Despite the taxed resources, on the other hand, the pandemic made some wealthy people even wealthier. An often underestimated aspect of fiftyfifty’s concept is that it gives people a reliable tool to help the neediest. “People who buy renowned art usually have disposable income,” Ongaro has learned. “But when they give donations to organizations, it is often unclear where the money goes exactly or how much is skimmed for administrative costs. Our process is very simple: You have the money to buy an apartment, and we handle everything else. This way, the donor knows exactly whom they are helping. They can even visit the person if they want to or receive regular updates. It’s very clear cut.”
People who don’t have that kind of money but love art might purchase one of the cheaper prints in the gallery, starting at 120 Euros (around $127 USD). If they have hardly any money to spare, they could volunteer their services, for instance, to renovate an apartment, sell the fiftyfifty newspaper or simply buy a subscription online.
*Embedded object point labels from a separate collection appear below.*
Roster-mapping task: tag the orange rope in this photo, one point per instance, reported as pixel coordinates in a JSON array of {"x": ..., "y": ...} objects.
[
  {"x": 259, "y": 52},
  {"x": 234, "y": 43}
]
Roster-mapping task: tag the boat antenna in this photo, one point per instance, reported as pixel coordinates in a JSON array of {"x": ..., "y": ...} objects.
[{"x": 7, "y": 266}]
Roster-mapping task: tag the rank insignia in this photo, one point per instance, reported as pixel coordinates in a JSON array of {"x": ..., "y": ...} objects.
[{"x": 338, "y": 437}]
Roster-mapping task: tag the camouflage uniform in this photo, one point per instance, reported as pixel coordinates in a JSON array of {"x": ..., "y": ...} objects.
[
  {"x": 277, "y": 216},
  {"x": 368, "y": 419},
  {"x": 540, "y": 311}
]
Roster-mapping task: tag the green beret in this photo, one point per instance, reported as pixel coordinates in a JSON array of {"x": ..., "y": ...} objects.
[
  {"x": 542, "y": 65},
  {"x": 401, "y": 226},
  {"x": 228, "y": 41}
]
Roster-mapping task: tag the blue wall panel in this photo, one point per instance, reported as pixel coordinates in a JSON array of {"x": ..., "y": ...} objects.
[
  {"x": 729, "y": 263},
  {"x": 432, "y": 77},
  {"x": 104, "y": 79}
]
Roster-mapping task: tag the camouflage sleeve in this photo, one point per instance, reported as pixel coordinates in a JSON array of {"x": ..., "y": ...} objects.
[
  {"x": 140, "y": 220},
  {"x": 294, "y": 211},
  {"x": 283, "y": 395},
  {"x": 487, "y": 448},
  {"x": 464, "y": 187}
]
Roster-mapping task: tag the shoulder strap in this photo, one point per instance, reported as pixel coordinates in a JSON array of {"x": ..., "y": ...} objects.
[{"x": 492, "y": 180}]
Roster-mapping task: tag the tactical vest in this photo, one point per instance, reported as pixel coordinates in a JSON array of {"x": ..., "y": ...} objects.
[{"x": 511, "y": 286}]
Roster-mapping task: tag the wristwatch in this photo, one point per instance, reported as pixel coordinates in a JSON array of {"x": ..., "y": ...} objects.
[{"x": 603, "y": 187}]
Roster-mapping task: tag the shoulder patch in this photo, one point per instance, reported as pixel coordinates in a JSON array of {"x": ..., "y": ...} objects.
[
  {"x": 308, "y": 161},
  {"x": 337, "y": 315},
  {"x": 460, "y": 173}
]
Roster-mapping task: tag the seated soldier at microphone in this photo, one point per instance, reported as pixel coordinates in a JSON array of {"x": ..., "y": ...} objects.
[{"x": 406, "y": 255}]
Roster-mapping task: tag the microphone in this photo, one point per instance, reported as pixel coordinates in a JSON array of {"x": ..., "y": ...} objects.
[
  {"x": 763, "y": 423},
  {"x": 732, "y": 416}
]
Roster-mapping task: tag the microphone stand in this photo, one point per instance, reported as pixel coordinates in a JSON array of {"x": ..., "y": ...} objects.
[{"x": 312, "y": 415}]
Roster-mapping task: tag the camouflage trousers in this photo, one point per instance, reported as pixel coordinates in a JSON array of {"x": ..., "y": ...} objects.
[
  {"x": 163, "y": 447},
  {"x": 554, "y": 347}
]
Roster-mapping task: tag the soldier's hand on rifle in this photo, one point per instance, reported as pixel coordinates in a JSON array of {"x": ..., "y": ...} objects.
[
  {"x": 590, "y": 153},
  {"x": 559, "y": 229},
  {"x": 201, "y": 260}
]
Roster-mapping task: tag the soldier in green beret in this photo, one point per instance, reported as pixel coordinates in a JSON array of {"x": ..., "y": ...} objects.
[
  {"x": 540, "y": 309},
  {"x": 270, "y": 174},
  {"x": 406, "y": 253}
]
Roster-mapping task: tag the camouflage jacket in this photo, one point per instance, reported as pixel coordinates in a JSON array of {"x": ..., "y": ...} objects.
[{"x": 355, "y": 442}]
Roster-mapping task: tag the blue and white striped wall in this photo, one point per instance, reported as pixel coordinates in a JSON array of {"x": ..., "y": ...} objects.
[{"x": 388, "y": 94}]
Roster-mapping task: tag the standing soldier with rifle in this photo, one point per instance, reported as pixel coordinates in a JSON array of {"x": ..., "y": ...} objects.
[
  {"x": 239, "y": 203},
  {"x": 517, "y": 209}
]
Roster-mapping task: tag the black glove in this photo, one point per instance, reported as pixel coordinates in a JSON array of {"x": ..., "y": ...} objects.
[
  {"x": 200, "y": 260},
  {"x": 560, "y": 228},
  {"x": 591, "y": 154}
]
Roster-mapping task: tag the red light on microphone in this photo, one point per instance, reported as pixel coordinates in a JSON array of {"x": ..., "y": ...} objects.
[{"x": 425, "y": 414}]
As of April 1, Germany had registered around 300,000 refugees from Ukraine, some of which use the same resources as fiftyfifty’s clients. Fiftyfifty has allocated two apartments for Ukrainian families, and Ongaro is on the board of a refugee nonprofit called Stay that fiftyfifty founded 13 years ago. Even with these added pressures, however, Ongaro is convinced that fiftyfifty will reach its goal: “We want to show that we can solve homelessness in this city.”